For the most part, oral supplements have focused on benefits for the joints because hyaluronic acid keeps them lubricated, and a handful of studies have shown it effective in relieving symptoms of osteoarthritis. One study showed oral hyaluronan diminished the appearance of wrinkles after eight weeks. And another study that supplemented hyaluronan alongside biotin, copper, vitamin C, and zinc, saw a 24.43% increase in skin hydration after 40 days.
The Hyaluronic Acid + Ceramide Dietary Supplement from Paula’s Choice pairs the juicy substance with antioxidant berries and glucosylceramides to soften skin and improve moisture retention.

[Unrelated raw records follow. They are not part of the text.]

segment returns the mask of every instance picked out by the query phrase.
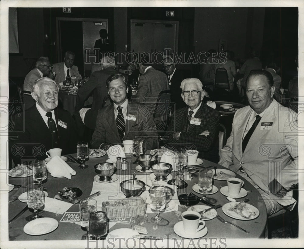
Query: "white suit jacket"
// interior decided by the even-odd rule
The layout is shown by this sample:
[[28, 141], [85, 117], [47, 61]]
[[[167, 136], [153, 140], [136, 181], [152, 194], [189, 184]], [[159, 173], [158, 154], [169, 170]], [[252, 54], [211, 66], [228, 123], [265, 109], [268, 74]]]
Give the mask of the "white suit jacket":
[[243, 153], [243, 135], [253, 111], [248, 105], [236, 112], [231, 134], [221, 151], [219, 164], [234, 172], [242, 166], [265, 191], [265, 196], [269, 195], [283, 206], [295, 204], [292, 191], [281, 198], [270, 192], [268, 184], [275, 178], [287, 189], [298, 182], [297, 113], [273, 99]]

As with all things ingested, your body will break down a supplement into its useful parts to be allocated as it sees fit, completely outside of your control. Hyaluronic acid is present in all connective tissues and organs, including the brain, blood vessels, and cartilage. So while it’s a useful substance proven to improve skin moisture, you can’t direct the supplements to your skin. A review of studies found no side effects, so it shouldn’t hurt you to take it. If you want to more directly improve the hydration of your skin though, don’t let your topical hyaluronic acid products go.
Zinc is an essential nutrient that’s undoubtedly important to have, regularly a component a daily multivitamins. Six percent of the body’s zinc is in the skin, with a continuous supply needed for important growth and tissue repair functions. Plus, it’s antibacterial and anti-inflammatory.
A review of zinc therapy in dermatology rounded up many studies that found zinc, oral or topical, effective in the treatment of myriad skin conditions. In one double-blind controlled clinical study, zinc supplements were compared to a tetracycline antibiotic for the treatment of acne and was shown to be effective in reducing lesions, though not as effective as the antibiotic. Another placebo-controlled study found orally administered zinc effective for the treatment of rosacea.
But oral zinc is not the first treatment you would turn to for acne, rosacea, or many other common skin concerns—there are simply more effective, more studied options and even topical zinc may be a better bet. Make sure your body’s getting enough zinc for sure, but don’t stop other treatments in favor of it.